Mittlerweile gibt es auch «Feldimpfungen» mit Mykorrhiza-Pilzen. Die Idee dahinter sei, weniger düngen zu müssen. Die Forscher entdeckten, dass die «Impfungen» zudem einen Schutz gegen Pathogene (Krankheitserreger) für die Pflanzen bilden können. Auf Maisfeldern habe das einen positiven Einfluss auf den Ertrag gehabt. Man habe aber auch festgestellt, so van der Heijden, dass von 30 getesteten kommerziellen Produkten, die für die «Impfungen» zur Verfügung stehen, nur 20 Prozent effizient seien.
Trotz Industrialisierung und wachsendem wirtschaftlichen Druck gibt es immer mehr Landwirte, die ein Interesse an einem langfristig gesunden Boden haben, weil sie auch nachfolgenden Generationen die Grundlage zur Produktion gesunder Lebensmittel bieten wollen. «Viele Landwirte haben erkannt, dass ein nackter Boden nicht gut ist. Die Bestrebungen, den Boden im Winter zu bedecken und – nachdem das Getreide geerntet ist – noch etwas anderes auf dem Acker wachsen zu lassen, sind da», sagt Wissenschaftler van der Heijden. Weshalb das so wichtig ist, erläutert Barbara Wenz: «In einem nackten Boden verhungert die Mannschaft», sagt sie. In einer Handvoll Erde gebe es mehr Lebewesen als Menschen auf der Erde. Das bezeichnet Wenz als die «Mannschaft des Bodens». Dazu zählen besonders für unser blosses Auge nicht sichtbare Lebewesen, aber natürlich auch Regenwürmer, die gemeinsam mit Insektenlarven die obersten Bodenschichten auf der Suche nach Pflanzenmaterial durchwühlen und so den Boden durchlüften und Raum für die Poren geben. Durch die industrielle Wirtschaftsweise und insbesondere die schweren Maschinen reduziere sich die Anzahl der lebenden Organismen im Boden, sagt Wenz. Doch um Humus aufzubauen, brauche es eine intakte Mannschaft.
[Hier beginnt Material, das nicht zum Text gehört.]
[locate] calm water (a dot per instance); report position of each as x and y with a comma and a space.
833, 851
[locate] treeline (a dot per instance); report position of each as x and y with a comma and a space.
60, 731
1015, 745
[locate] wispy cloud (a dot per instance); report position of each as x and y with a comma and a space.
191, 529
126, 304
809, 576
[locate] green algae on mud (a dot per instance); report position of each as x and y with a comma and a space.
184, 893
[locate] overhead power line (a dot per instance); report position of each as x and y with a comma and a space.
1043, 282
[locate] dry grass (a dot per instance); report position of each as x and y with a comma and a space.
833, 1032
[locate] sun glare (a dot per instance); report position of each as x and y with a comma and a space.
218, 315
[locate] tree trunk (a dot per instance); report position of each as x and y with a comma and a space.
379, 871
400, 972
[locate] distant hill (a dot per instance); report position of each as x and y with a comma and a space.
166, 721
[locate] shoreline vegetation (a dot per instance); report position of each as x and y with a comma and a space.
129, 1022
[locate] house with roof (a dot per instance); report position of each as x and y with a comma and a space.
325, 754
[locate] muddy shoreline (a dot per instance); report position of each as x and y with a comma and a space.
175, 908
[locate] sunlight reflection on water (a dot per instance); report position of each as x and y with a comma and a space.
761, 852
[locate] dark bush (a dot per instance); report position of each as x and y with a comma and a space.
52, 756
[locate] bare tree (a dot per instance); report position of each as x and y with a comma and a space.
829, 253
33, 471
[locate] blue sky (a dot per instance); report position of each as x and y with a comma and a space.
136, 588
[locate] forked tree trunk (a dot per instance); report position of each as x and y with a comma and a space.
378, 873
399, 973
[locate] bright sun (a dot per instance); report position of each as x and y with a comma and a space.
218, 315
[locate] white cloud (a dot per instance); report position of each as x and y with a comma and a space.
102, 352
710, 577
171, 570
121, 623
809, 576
Aber woran erkennt man nun, ob das gekaufte Obst und Gemüse aus einem Boden mit «gesunder Mannschaft» kommt, und ob es nährstoffreich und gehaltvoll ist? «Schmackhaftigkeit und Haltbarkeit – das ist ein gutes Indiz für den Nährstoffgehalt. Was wässrig schmeckt, das enthält auch weniger Leben, weniger Nährstoffe», sagt Barbara Wenz.
Von «lebendigen Lebensmitteln» spricht Nora Inäbnit, Ernährungscoach aus Schönried im Berner Oberland, und meint damit eben nährstoffreiche Gemüse, Früchte und Getreide. Wer darauf achte, was er kaufe, saisonale und möglichst regionale Produkte wähle, liege darum richtig. Ist ja auch klar, dass die übergrosse Himbeere aus dem Discounter im Dezember weniger Nährstoffe hat als jene aus dem eigenen Garten im Hochsommer.
Konkret lässt sich für Konsumenten leider nur schwer herausfinden, welche Nährstoffgehalte genau in unseren Nahrungsmitteln stecken. Sie sind bei Obst, Gemüse und Getreide von vielen Faktoren abhängig: Sorte, Klima, Boden, Düngung, Lichteinfluss und vielem mehr. Auch davon, wie wir sie in der heimischen Küche verarbeiten. Wer viel Gemüse und Obst in Rohkostform zu sich nehme, sei gut versorgt, so Inäbnit.
Barbara Wenz hat eine Zukunftsvision für die Landwirtschaft: Es gebe Bestrebungen, dass das Gemüse nicht mehr nach Gewicht, sondern nach Nährstoffgehalten bezahlt werde. «Das wäre eigentlich richtig», ist sie überzeugt. Bis dahin müssen wir uns auf unsere Geschmackserlebnisse verlassen oder natürlich, wenn möglich, auf den Landwirt unseres Vertrauens.